Mechanisms of depressed natural killer cell activity in recurrent aphthous ulcers

Abstract

Natural killer (NK) cell activity was studied serially in the peripheral blood obtained from 35 patients with recurrent aphthous ulcers (RAU) and from 46 age/sex-matched normal healthy controls. The NK cell activity was assayed by a 4-hr 51Cr release assay using K562 cells as targets. The results showed that the patients in remission (2 weeks of convalescence) had normal NK cell activity compared to that of normal controls.
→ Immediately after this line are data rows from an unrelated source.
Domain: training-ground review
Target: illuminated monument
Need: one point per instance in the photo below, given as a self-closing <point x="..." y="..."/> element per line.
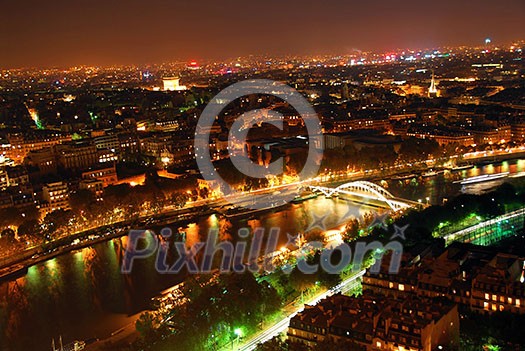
<point x="172" y="84"/>
<point x="433" y="91"/>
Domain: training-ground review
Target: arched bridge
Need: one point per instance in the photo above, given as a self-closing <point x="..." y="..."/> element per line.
<point x="366" y="190"/>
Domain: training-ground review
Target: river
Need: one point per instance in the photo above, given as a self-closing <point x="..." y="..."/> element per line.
<point x="82" y="294"/>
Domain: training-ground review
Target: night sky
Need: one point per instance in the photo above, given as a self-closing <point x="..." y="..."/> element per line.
<point x="102" y="32"/>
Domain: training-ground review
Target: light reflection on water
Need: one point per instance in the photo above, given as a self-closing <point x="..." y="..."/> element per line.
<point x="82" y="295"/>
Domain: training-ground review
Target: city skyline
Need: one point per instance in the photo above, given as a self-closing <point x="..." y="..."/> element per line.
<point x="104" y="34"/>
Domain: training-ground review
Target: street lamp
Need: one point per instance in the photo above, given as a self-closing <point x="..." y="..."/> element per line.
<point x="238" y="334"/>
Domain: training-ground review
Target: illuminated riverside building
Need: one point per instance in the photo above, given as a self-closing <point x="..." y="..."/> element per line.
<point x="55" y="196"/>
<point x="19" y="146"/>
<point x="375" y="322"/>
<point x="477" y="278"/>
<point x="172" y="84"/>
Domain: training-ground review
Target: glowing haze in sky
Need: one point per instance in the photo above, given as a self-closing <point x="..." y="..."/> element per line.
<point x="65" y="33"/>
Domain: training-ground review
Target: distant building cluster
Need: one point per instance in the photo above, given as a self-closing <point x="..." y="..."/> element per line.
<point x="477" y="278"/>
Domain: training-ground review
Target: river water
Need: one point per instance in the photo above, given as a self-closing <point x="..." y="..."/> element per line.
<point x="82" y="295"/>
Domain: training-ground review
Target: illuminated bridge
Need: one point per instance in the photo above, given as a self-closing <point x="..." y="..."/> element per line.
<point x="367" y="191"/>
<point x="490" y="231"/>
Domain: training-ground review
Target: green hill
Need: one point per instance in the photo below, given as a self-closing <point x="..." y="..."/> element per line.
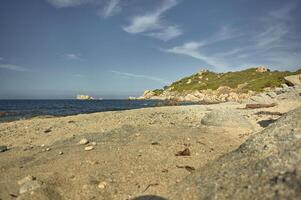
<point x="243" y="81"/>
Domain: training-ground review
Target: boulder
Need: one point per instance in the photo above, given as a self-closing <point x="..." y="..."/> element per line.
<point x="2" y="114"/>
<point x="191" y="98"/>
<point x="148" y="94"/>
<point x="226" y="118"/>
<point x="262" y="69"/>
<point x="3" y="148"/>
<point x="261" y="99"/>
<point x="27" y="184"/>
<point x="293" y="80"/>
<point x="266" y="166"/>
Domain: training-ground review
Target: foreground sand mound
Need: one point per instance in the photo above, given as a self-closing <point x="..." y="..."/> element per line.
<point x="226" y="118"/>
<point x="266" y="166"/>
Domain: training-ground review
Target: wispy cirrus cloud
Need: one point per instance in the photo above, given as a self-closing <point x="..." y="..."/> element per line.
<point x="73" y="56"/>
<point x="152" y="24"/>
<point x="131" y="75"/>
<point x="107" y="8"/>
<point x="274" y="39"/>
<point x="13" y="68"/>
<point x="68" y="3"/>
<point x="111" y="8"/>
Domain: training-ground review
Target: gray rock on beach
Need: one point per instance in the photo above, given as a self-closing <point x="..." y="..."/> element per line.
<point x="293" y="80"/>
<point x="266" y="166"/>
<point x="3" y="148"/>
<point x="226" y="118"/>
<point x="27" y="184"/>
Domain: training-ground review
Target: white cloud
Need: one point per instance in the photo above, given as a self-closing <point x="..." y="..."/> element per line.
<point x="131" y="75"/>
<point x="73" y="56"/>
<point x="272" y="43"/>
<point x="166" y="34"/>
<point x="68" y="3"/>
<point x="192" y="49"/>
<point x="13" y="67"/>
<point x="112" y="7"/>
<point x="151" y="24"/>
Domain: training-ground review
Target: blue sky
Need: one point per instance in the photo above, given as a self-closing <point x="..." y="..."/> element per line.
<point x="118" y="48"/>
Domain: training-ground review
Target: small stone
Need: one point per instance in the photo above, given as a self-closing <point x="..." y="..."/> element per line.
<point x="26" y="179"/>
<point x="28" y="184"/>
<point x="102" y="185"/>
<point x="185" y="152"/>
<point x="83" y="141"/>
<point x="48" y="130"/>
<point x="3" y="148"/>
<point x="89" y="148"/>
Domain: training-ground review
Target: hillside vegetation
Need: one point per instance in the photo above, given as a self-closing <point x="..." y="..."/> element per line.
<point x="249" y="79"/>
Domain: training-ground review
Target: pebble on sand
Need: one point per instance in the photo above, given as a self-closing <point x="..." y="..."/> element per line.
<point x="3" y="148"/>
<point x="29" y="183"/>
<point x="102" y="185"/>
<point x="83" y="141"/>
<point x="89" y="148"/>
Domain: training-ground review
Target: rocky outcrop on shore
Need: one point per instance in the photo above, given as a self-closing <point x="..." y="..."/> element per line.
<point x="219" y="151"/>
<point x="223" y="93"/>
<point x="266" y="166"/>
<point x="83" y="97"/>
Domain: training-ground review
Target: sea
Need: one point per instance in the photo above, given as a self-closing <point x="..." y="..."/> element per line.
<point x="11" y="110"/>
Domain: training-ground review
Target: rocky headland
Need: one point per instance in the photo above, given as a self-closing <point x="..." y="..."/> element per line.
<point x="210" y="87"/>
<point x="247" y="149"/>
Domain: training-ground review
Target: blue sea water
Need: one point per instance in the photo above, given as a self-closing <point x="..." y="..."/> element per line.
<point x="22" y="109"/>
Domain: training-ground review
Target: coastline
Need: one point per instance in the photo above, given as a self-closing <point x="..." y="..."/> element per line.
<point x="131" y="149"/>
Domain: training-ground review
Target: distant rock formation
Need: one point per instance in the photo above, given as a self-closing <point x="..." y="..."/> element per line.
<point x="262" y="69"/>
<point x="293" y="80"/>
<point x="83" y="97"/>
<point x="211" y="87"/>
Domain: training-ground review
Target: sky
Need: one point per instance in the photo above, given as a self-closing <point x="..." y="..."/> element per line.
<point x="55" y="49"/>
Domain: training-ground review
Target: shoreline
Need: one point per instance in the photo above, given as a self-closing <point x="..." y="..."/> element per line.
<point x="128" y="153"/>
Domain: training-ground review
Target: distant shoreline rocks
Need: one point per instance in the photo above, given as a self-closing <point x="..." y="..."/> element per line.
<point x="84" y="97"/>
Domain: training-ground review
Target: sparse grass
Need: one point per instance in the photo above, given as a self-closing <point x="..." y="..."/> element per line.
<point x="253" y="80"/>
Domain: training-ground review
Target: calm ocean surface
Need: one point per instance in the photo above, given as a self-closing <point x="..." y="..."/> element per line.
<point x="22" y="109"/>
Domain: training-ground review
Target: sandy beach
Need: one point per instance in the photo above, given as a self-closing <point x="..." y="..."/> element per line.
<point x="127" y="154"/>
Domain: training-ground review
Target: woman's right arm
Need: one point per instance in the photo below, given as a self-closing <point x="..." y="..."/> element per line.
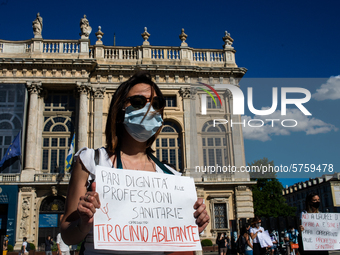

Four stages of evolution (early, exacerbation, postexacerbation, and convalescence) in these patients were further evaluated. Increased NK cell activity in the exacerbation of major aphthous ulcer was noted. In contrast, depressed NK cell activity in postexacerbation and in 1 week of convalescence was found at different effector/target ( E T ) ratios. The depressed NK cell activity was interpreted as temporary and a secondary phenomenon in the immunopathogenesis of this disease. Partial restoration of depressed NK cell activity by adding recombinant interleukin-2 (rIL-2) suggests that other factors are also involved in the process or that IL-2 deficiency exists in RAU patients. However, no deficiency of plasma IL-2 and interferon-γ (IFN-γ) was noted. The percentage of large granular lymphocytes (LGL, NK K ) was correlated with NK cell activity, with both parameters being depressed in the postexacerbation of RAU patients. NK cell activity of RAU patients was still depressed after the depletion of plastic adherent cells. Surprisingly, in contrast to the remission stage, unresponsiveness to rIL-2 of normal NK cell activity in the exacerbation stage was found. The discrepancy was not associated with different subpopulations of NK heterogeneous cells. Immunopathogenesis of RAU on the NK-IFN-IL-2-IL-2R system needs further clarification.